Details
-
Bug
-
Status: Closed (View Workflow)
-
Major
-
Resolution: Fixed
-
2.1.0, 2.2.0
-
None
-
3 node Galera cluster, mariadb 10.1.22, linux CentOS 6.7
Description
Running a query whilst all nodes are 'locked' (e.g. running some DDL) long enough for the query to timeout triggers failover logic.
The primaryFail method of MastersFailoverListener.java calls currentProtocol.isValid(0) as the final part of the check to see if the connection has been re-established. Ultimately, the ping() method is invoked which sends a ping packet to the node.
When the node against which the query was run recovers, that node sends the query results to the client. The node THEN sends the reply to the ping packet to the client.
Unfortunately, when ping() reads the input buffer, it sees the result of the query and NOT the reply for the ping packet.

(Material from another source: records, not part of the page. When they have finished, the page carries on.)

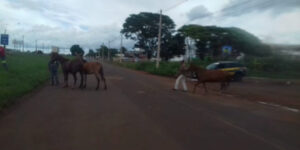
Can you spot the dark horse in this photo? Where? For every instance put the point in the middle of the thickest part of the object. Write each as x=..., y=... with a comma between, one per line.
x=204, y=76
x=70, y=66
x=96, y=69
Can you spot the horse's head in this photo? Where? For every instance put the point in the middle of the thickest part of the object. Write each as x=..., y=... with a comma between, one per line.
x=54, y=57
x=195, y=68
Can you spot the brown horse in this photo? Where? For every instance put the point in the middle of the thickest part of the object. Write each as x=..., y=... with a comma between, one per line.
x=204, y=76
x=96, y=69
x=70, y=66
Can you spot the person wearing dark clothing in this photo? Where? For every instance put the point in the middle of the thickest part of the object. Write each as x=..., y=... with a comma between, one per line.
x=3, y=58
x=181, y=78
x=53, y=68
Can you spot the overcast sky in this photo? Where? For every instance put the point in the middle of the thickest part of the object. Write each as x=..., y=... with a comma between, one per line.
x=92, y=22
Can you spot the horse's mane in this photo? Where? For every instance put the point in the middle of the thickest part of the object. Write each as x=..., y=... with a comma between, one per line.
x=195, y=67
x=59, y=58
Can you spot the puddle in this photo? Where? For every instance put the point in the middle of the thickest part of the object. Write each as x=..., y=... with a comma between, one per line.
x=141, y=92
x=279, y=106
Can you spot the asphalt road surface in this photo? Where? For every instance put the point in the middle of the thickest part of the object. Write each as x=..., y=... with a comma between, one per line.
x=140, y=112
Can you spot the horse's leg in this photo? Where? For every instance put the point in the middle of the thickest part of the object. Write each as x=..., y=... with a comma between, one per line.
x=85, y=80
x=222, y=85
x=195, y=86
x=98, y=80
x=65, y=80
x=205, y=88
x=81, y=79
x=75, y=79
x=103, y=79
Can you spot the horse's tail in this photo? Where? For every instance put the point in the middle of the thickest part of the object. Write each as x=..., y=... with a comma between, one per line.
x=101, y=72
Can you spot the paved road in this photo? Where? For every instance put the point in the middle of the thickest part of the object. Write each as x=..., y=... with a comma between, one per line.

At this point the connection would appear 'broken' to the client since all queries are passed back the result of the prior query.
I have reproduced this behaviour against v2.2.0 and v2.1.0.
Whilst analysing this problem, I noticed that the isValid() method did not run the Galera specific code even though I believe that I am using an appropriate url (jdbc:mariadb:sequential//node-1:3306,node-2:3306/mydb). Lastly, a few days ago, left a comment CONJ-400. It would be great if someone could respond to my questions.